Informations légales : prix de location à la page €. Cette information est donnée uniquement à titre indicatif conformément à la législation en vigueur.

Extrait
Le découpage qui sépare l’Afrique subsaharienne du Nord du Continent en fonction du désert, est essentiellement géographique et non pas historique; ne serait-ce que parce que le Sahara est relativement récent. Il y a de nombreux profils d’évolution historique en Afrique avec des disparités remarquables.

Par exemple si l’on compare la Nubie/Soudan, la Sénégambie, l’Éthiopie, le pays hawsa, la Côte Orientale de l’Océan Indien, les pays des Grands Lacs, les peuples de la forêt congolaise et ceux des hauts- plateaux du Shaba etc..., aucune cohésion majeure ne saute aux yeux. D’où la tentation devant « les AFRIQUES » :

a) de placer le moteur historique du Continent ou de l’Afrique Noire à l’extérieur (lecture extravertie), et de transférer purement et simplement en Afrique la périodisation de l’Histoire européenne;

b) de subordonner les processus historiques aux conditions géographiques, et de soumettre le temps, et le « sens de l’Histoire » à l’espace écologique1.
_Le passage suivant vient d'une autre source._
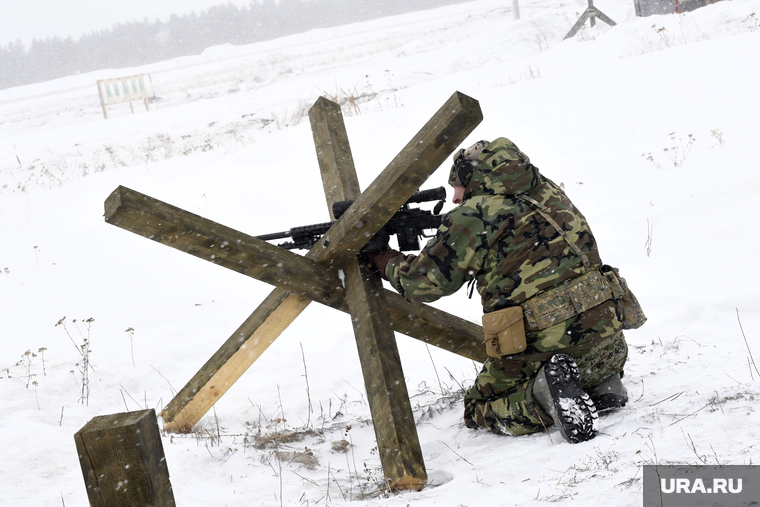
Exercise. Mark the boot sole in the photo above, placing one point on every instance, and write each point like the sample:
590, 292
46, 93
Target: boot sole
576, 416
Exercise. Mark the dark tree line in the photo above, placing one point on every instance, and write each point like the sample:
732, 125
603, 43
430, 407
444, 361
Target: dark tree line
138, 43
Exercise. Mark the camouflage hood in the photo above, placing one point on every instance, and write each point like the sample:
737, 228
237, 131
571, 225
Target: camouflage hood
502, 170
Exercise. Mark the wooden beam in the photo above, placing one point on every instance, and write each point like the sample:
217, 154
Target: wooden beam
123, 461
213, 242
393, 421
164, 223
229, 363
397, 441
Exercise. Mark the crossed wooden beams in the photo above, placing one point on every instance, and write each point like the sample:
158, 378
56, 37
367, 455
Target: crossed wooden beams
590, 13
376, 312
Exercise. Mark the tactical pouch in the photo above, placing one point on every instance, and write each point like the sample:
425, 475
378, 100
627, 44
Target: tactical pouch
505, 331
567, 300
633, 314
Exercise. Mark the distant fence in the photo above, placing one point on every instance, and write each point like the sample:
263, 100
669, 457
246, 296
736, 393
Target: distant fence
122, 89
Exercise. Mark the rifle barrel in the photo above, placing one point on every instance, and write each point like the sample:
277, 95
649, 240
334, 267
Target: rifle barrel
274, 235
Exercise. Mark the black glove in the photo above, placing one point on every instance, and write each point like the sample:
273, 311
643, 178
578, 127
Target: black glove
462, 170
380, 260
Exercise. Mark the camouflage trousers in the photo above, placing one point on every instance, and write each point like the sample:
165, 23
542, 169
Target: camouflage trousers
501, 398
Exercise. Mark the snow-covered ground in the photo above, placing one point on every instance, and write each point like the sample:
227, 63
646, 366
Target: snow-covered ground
650, 125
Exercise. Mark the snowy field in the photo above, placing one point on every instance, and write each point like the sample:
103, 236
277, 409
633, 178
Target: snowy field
650, 125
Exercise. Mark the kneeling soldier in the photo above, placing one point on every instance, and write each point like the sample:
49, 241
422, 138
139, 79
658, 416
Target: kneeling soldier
553, 313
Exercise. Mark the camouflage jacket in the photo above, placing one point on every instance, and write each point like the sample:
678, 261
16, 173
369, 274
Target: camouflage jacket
498, 239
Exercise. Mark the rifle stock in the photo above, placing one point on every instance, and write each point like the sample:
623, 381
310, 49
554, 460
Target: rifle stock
408, 224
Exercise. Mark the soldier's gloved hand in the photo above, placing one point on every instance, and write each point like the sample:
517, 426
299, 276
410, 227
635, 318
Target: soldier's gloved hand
378, 243
380, 260
462, 170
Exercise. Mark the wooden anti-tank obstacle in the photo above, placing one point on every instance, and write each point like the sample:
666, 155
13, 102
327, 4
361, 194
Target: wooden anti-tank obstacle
591, 13
376, 312
123, 462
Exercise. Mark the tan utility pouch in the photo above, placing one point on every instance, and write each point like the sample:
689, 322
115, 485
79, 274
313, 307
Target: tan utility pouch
505, 331
633, 314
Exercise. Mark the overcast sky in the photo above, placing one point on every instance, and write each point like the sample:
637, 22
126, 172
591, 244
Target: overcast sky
30, 19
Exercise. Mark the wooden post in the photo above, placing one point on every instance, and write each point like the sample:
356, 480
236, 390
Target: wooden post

En réalité les facteurs externes ne sont importants qu’à certaines périodes, surtout à partir du XVe siècle : par exemple l’invasion marocaine à Tondibi (1591), l’invasion italienne matée par Menelik à Adoua (1896), la Traite et la Colonisation. Ils opèrent par le truchement de structures internes qui les déclenchent même parfois explicitement ou implicitement. Mais durant les périodes les plus longues de son Histoire, « L’Afrique Noire » était, par-delà les isolats géographiques, et même par- delà l’espace saharien (avant le Sahara, après et à travers le Sahara) un ensemble historique africain osmosé; avec des influences réciproques dans l’espace et dans le temps : par exemple par la voie du Nil qui provient de la matrice profonde de l’Afrique; ou encore via le commerce transsaharien plurimillénaire, bien avant que les routes ne soient détournées vers le Golfe de Guinée. Ainsi donc, il faut admettre l’endogénéité fondamentale des processus historiques africains; mais leurs schémas d’évolution sont diversifiés du fait de conditions internes ou d’influx externes particuliers.
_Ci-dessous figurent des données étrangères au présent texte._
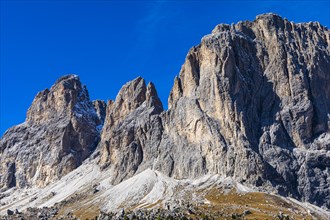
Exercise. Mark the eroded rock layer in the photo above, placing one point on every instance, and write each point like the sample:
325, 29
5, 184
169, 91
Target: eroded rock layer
252, 102
60, 132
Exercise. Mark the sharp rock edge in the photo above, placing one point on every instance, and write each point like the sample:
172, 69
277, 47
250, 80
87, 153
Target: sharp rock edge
251, 103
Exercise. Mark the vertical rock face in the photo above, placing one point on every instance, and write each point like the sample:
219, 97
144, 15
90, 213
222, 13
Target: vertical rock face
252, 102
60, 131
132, 130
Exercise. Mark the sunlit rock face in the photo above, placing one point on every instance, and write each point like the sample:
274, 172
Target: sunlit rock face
251, 102
60, 131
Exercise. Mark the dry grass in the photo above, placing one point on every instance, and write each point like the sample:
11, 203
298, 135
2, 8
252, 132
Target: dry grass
261, 205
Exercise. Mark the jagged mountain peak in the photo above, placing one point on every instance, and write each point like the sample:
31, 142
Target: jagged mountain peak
251, 103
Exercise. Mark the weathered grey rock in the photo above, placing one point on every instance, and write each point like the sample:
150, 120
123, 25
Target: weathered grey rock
132, 130
60, 131
100, 107
251, 102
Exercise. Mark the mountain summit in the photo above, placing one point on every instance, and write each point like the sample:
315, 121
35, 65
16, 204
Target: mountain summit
251, 105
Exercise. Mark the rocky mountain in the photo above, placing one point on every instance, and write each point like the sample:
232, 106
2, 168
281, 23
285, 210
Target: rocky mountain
60, 132
251, 103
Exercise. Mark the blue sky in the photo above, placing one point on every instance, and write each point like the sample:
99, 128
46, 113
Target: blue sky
108, 43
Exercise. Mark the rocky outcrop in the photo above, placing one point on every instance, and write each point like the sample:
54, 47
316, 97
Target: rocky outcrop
60, 131
132, 130
251, 102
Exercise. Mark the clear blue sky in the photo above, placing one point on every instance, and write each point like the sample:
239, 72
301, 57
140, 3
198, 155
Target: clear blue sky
108, 43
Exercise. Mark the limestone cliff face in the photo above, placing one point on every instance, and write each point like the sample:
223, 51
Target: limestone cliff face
251, 102
60, 131
132, 130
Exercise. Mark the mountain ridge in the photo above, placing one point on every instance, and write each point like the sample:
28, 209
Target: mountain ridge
251, 102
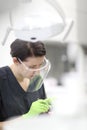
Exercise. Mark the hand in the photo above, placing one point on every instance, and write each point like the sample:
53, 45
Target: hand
38, 107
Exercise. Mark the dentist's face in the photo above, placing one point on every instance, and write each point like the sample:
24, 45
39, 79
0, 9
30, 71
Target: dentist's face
31, 66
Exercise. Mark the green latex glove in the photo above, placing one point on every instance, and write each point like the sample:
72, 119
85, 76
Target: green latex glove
38, 107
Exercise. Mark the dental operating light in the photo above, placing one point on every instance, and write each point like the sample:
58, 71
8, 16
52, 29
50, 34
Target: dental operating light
37, 20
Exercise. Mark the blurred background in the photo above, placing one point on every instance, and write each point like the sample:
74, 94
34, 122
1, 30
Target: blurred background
66, 81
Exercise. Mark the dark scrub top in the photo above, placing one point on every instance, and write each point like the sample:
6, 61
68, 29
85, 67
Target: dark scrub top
14, 101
La ligne d’évolution interne est souvent difficilement repérable du fait de l’absence de données chronologiques et statistiques écrites; encore qu’il ne faille pas exagérer l’impact de l’oralité qui ne joue que dans certaines zones et pour certaines périodes. C’est pourquoi, il faut répudier l’argument « a silentio » qui consiste à nier tout ce qui n’a pas laissé de trace écrite; d’autant plus que les documents oraux ont désormais été validés comme sources historiques à part entière, à soumettre bien entendu à une critique méthodologique appropriée.

Par ailleurs, il faut récuser la ligne d’évolution purement événementielle et linéaire qui renoncerait à la complexité et à la densité de l’Histoire lourde et de longue durée (structurale) qui seule recèle la « vérité » du sens historique, laquelle dès lors devient plus difficile à dégager.
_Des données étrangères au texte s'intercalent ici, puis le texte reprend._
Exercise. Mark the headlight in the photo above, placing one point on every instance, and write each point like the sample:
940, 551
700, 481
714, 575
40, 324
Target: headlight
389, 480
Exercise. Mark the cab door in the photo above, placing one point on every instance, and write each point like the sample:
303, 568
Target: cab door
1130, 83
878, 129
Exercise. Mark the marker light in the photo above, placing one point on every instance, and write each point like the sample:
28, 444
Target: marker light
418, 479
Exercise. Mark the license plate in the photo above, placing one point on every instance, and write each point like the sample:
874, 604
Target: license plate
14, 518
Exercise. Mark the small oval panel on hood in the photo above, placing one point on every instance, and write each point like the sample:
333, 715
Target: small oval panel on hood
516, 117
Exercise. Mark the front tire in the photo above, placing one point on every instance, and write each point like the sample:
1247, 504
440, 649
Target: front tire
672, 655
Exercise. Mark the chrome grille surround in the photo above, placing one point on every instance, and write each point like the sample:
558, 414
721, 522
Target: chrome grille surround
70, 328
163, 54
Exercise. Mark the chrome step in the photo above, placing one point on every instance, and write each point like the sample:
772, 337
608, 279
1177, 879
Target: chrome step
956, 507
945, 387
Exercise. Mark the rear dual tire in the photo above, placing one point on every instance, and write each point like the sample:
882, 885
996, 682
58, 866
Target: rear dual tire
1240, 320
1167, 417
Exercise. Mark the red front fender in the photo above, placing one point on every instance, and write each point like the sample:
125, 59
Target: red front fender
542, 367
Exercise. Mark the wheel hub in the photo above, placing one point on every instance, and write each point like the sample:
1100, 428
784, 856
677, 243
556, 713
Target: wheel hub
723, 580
L’Histoire de l’Afrique subsaharienne est la plus ancienne et la plus longue du monde. À ce titre, les sommets qu’elle a connus, parce que lointains, échappent à la conscience claire des Africains eux-mêmes, qui ne peuvent les réinvestir dans les enjeux contemporains. D’où l’importance d’une « histoire critique » qui seule peut aider l’Afrique à ne pas manquer une fois de plus, le rendez-vous du monde tel qu’il va.